O ideal seria que uma atividade almejasse o maior número de pessoas com o mínimo de esforço organizativo. A forma habitual da esquerda se organizar e não metrificar seus resultados, em conluio com a sunk cost fallacy, geram justo o oposto: o impacto efetivo importa menos do que o esforço… e quanto mais esforço melhor bem avaliada a atividade é! Um grupo que pensou uma atividade, organizou por longas semanas sua execução, decorou o local no dia, tenderá a avaliar positivamente essa atividade, e fodam-se as métricas.

Alto esforço e baixo impacto é justamente o setor do gráfico que mais devemos evitar em busca de uma atuação mais eficiente e transformadora. Mas é justo o setor do gráfico que o sunk cost fallacy do nosso esforço afetivo nos puxa e nos faz não reavaliar.

A solução é simples: sempre determinar, junto com a decisão, como será metrificado o resultado dessa decisão.
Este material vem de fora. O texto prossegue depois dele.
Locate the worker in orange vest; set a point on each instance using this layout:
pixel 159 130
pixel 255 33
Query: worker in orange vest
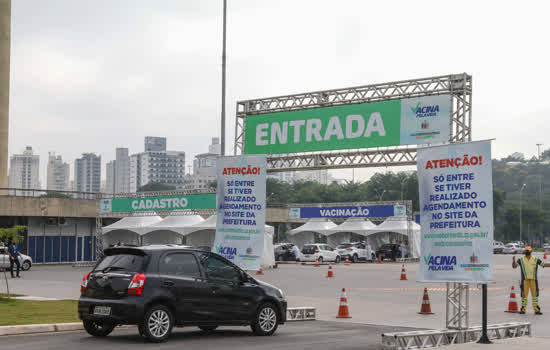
pixel 529 267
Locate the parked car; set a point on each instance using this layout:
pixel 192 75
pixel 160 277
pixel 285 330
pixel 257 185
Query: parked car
pixel 513 248
pixel 161 287
pixel 283 252
pixel 498 247
pixel 392 251
pixel 24 260
pixel 355 251
pixel 319 251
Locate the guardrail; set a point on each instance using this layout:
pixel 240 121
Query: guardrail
pixel 435 338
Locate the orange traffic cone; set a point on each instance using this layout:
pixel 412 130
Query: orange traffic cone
pixel 343 311
pixel 426 309
pixel 513 303
pixel 403 273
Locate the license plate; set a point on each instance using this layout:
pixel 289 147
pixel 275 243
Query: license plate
pixel 102 310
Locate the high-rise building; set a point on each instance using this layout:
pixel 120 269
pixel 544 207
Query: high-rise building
pixel 24 170
pixel 157 164
pixel 155 144
pixel 110 177
pixel 204 167
pixel 87 173
pixel 58 173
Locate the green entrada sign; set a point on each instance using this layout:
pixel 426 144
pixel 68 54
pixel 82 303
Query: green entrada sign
pixel 164 203
pixel 420 120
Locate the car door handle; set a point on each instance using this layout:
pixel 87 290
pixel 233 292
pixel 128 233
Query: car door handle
pixel 168 283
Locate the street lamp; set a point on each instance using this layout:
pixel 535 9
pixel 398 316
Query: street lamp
pixel 520 204
pixel 403 183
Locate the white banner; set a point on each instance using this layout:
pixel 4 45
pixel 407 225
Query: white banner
pixel 456 213
pixel 241 209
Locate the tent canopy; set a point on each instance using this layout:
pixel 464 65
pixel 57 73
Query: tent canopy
pixel 174 223
pixel 322 226
pixel 360 226
pixel 135 224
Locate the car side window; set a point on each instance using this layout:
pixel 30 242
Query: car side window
pixel 179 264
pixel 218 269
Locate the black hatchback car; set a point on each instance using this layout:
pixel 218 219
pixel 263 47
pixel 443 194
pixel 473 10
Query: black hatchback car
pixel 161 287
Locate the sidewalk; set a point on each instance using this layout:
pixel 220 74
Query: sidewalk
pixel 522 343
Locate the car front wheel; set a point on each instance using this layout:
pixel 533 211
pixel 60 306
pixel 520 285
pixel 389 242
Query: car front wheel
pixel 26 265
pixel 98 329
pixel 266 320
pixel 157 324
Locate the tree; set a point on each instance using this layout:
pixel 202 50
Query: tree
pixel 156 186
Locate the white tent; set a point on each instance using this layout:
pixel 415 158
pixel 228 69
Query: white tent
pixel 343 233
pixel 127 230
pixel 306 233
pixel 170 230
pixel 399 225
pixel 203 234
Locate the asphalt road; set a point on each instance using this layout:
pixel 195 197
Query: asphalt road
pixel 316 335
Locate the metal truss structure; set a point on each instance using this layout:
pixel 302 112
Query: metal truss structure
pixel 435 338
pixel 459 86
pixel 301 314
pixel 458 306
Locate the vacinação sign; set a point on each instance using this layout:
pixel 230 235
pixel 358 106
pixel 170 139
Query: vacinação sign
pixel 420 120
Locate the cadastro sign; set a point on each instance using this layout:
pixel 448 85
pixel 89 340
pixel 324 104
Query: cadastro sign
pixel 420 120
pixel 370 211
pixel 163 203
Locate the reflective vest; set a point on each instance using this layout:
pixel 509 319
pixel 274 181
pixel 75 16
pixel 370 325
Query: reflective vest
pixel 529 267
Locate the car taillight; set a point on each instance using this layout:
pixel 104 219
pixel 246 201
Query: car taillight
pixel 84 283
pixel 136 285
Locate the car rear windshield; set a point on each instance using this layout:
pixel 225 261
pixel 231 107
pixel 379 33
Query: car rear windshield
pixel 344 245
pixel 121 262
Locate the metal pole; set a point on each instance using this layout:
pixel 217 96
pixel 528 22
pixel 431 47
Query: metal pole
pixel 223 78
pixel 484 338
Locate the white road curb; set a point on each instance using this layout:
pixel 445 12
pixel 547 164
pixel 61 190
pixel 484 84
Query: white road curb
pixel 40 328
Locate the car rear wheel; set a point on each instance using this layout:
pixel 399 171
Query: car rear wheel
pixel 157 323
pixel 266 320
pixel 26 265
pixel 208 328
pixel 97 328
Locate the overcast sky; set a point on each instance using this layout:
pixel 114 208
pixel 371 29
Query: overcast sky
pixel 89 76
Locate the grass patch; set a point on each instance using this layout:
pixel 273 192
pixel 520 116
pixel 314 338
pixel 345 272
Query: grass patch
pixel 16 312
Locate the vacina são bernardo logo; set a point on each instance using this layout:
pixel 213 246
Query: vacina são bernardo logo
pixel 227 252
pixel 425 111
pixel 440 263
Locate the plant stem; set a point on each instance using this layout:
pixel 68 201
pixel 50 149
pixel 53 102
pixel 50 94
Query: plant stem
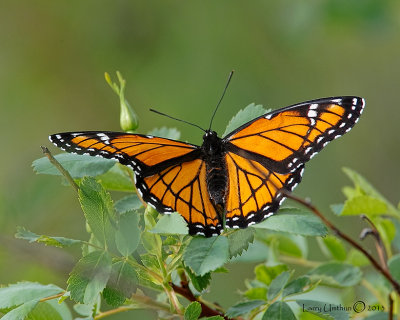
pixel 346 238
pixel 60 168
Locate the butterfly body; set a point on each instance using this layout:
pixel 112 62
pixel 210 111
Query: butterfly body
pixel 235 181
pixel 213 154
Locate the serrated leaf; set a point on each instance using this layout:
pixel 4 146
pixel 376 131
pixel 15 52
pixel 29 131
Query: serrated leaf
pixel 199 282
pixel 121 284
pixel 266 274
pixel 203 255
pixel 128 234
pixel 21 312
pixel 60 242
pixel 279 310
pixel 21 292
pixel 245 115
pixel 296 286
pixel 361 183
pixel 256 252
pixel 332 247
pixel 89 277
pixel 337 274
pixel 364 205
pixel 243 308
pixel 337 208
pixel 128 203
pixel 98 209
pixel 295 221
pixel 394 267
pixel 117 179
pixel 78 166
pixel 356 258
pixel 239 241
pixel 164 132
pixel 171 224
pixel 259 293
pixel 192 311
pixel 324 310
pixel 277 284
pixel 45 311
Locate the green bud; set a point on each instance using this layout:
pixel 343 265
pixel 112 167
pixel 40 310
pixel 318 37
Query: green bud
pixel 128 120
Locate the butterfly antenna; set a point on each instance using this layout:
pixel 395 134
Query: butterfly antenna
pixel 223 93
pixel 166 115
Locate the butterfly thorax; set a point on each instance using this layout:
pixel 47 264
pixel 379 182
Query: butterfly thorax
pixel 213 154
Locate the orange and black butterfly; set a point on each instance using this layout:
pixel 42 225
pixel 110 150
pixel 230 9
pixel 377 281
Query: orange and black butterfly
pixel 231 182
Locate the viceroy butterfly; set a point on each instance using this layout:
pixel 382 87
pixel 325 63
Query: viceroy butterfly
pixel 232 182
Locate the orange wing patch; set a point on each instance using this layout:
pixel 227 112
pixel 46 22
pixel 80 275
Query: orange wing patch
pixel 254 192
pixel 291 136
pixel 183 188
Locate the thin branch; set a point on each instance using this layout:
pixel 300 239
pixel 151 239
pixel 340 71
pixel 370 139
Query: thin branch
pixel 380 248
pixel 60 168
pixel 346 238
pixel 390 307
pixel 184 291
pixel 52 297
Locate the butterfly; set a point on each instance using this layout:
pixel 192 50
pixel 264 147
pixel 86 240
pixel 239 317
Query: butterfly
pixel 230 182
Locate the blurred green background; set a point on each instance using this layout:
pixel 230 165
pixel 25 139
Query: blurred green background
pixel 176 56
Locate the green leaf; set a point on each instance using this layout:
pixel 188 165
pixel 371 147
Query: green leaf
pixel 98 209
pixel 117 179
pixel 394 267
pixel 360 182
pixel 256 252
pixel 46 311
pixel 279 310
pixel 78 166
pixel 243 308
pixel 200 283
pixel 89 277
pixel 203 255
pixel 337 274
pixel 258 293
pixel 171 224
pixel 356 258
pixel 128 234
pixel 128 203
pixel 239 241
pixel 266 274
pixel 296 286
pixel 21 312
pixel 337 208
pixel 277 285
pixel 121 284
pixel 295 221
pixel 245 115
pixel 21 292
pixel 324 310
pixel 192 311
pixel 164 132
pixel 332 247
pixel 60 242
pixel 364 205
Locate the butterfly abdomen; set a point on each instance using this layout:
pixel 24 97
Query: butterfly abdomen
pixel 213 153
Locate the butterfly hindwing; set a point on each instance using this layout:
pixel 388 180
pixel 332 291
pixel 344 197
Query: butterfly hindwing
pixel 169 174
pixel 255 192
pixel 182 188
pixel 286 138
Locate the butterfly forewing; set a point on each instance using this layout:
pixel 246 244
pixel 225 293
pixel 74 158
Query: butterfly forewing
pixel 262 159
pixel 285 139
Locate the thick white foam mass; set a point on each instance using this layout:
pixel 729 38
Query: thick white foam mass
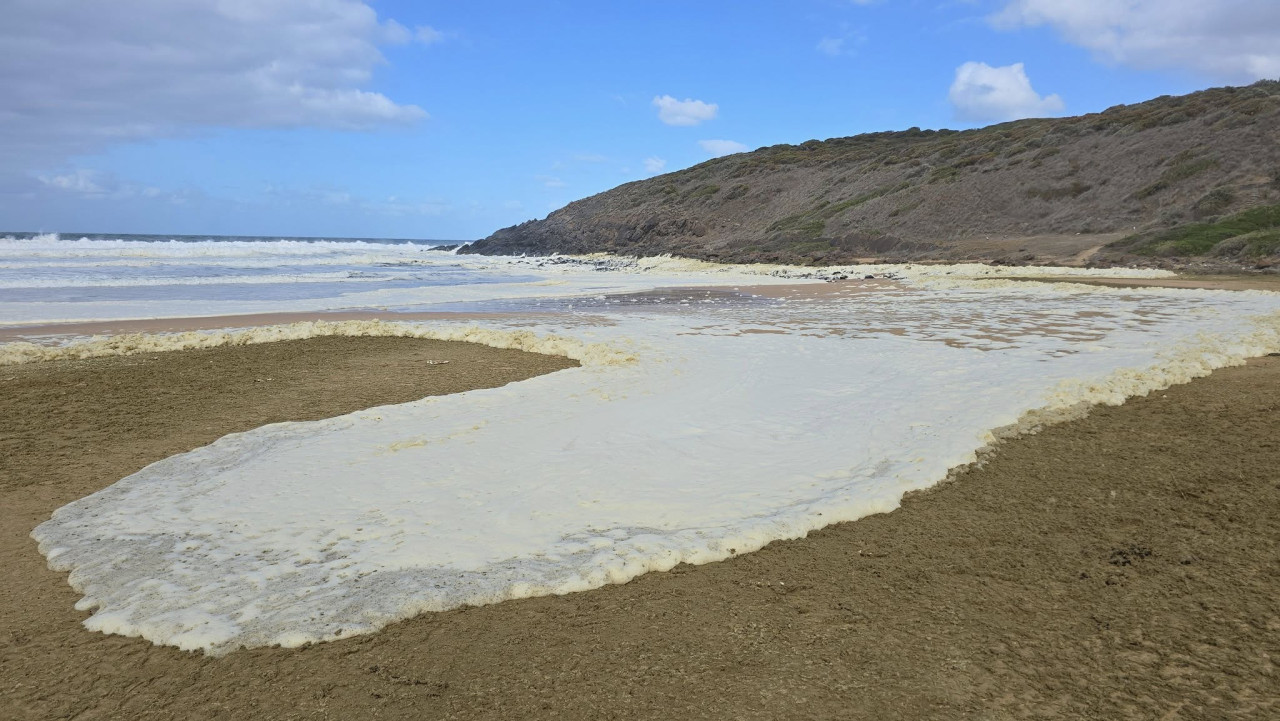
pixel 712 429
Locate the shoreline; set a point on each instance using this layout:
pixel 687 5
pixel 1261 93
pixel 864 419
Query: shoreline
pixel 950 597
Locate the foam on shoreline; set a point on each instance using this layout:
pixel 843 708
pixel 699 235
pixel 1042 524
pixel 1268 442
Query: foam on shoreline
pixel 693 437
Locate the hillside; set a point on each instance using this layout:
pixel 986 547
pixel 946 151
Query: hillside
pixel 1130 179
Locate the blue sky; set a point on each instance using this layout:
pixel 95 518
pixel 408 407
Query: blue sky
pixel 453 119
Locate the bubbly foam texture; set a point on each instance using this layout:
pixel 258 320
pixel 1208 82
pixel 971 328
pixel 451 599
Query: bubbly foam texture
pixel 707 432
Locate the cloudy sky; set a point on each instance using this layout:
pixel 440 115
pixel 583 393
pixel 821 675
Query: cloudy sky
pixel 425 119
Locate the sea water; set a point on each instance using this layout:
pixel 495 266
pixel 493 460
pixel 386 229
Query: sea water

Sempre começar uma avaliação pela discussão da métrica pensada. Lembrar que existem infindas causas para o fracasso ou sucesso e que fazer uma atividade fracassada não diz respeito à sua qualidade enquanto militante ou profissional… mas que diz respeito a algo ligado à atividade, algo que só será descoberto e revisto em um debate sem falácias e preconceitos avaliativos.

Ou continuar a cada reunião de avaliação com a mesma conclusão de sempre: São Pedro é reaça. Eu queria que fosse piada. Mas ouvi isso mais vezes do que balanços sérios sobre a razão do fracasso de atividades.